After sorting the results in Tables 3 and 4, this study employed the seedling survival rate and shoot RGR as screening indicators to select varieties that were thermotolerant and thermosensitive under different temperatures for the HT and TIR treatments (Table 5). Each variety reacted differently under different treatments, and they were grouped according to their heat stress responses as follows: (1) species that demonstrated greater thermotolerance under both the HT and TIR treatments (i.e., HC56, TK14, and TT30); (2) species that performed poorly under the HT treatment but favorably under the TIR treatment (for example, TNG70 performed poorly under the HT48 and HT50 treatments but demonstrated an outstanding seedling survival rate under the TIR50 treatment and excellent shoot RGR under the TIR48 and TIR50 treatments); and (3) species that displayed outstanding performance at lower temperatures but sharp performance declines when the temperature exceeded a certain threshold (for example, TCS10 exhibited a high seedling survival rate under the HT45 treatment but became thermosensitive under the HT48 and TIR48 treatments). In addition, N22 exhibited high heat sensitivity regardless of treatment. After a comprehensive comparison of the seedling survival rate and shoot RGR performances of each variety under the HT and TIR treatments, TK14, HC56, TT30, TK8, TNG70, and HL21 were selected in this study as thermotolerant species and N22, KH145, and Koshiibuki as thermosensitive species.

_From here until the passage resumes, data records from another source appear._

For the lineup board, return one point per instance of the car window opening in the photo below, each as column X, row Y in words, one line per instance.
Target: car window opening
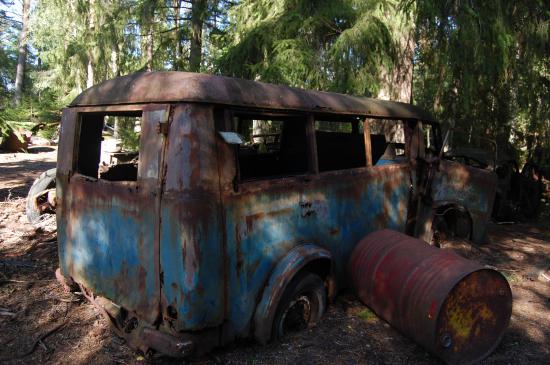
column 274, row 147
column 340, row 144
column 108, row 146
column 387, row 141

Relationship between the seedling thermotolerance of Taiwan rice varieties and their genetic relationship, release year, and seed germination rate
A phylogenetic dendrogram was plotted in this study for the 27 varieties according to their phylogenetic distances. Figure 2 indicates that the Indica-type varieties consisted of their own group (I1), while the Japonica-type rice varieties could be divided into four groups (J1, J2, J3, and J4).
By observing the distribution of thermotolerant varieties such as TK14, HC56, TT30, TK8, TNG70 and HL21 that were screened from the above comprehensive comparison on the phylogenetic dendrogram, the possible distribution of thermotolerance genes in these varieties could be discussed (Fig. 2). The results indicated that thermotolerant genes were not concentrated in specific clusters but instead scattered across all clusters. Furthermore, comparing the thermotolerance performance between Indica and Japonica type varieties (Fig. 2) revealed that Indica type varieties did not demonstrate significantly greater thermotolerance.
This study also explored the changes in germination rate under high temperature, and its correlation with seedling survival rate and shoot RGR. The relative germination rate in the 42 °C results showed that TCS10, Giza 178, TCS197, TK17, Koshiibuki, and TN1 demonstrated greater relative germination rates, whereas HL21 and TT30 demonstrated the lowest relative germination rates (Fig. 3).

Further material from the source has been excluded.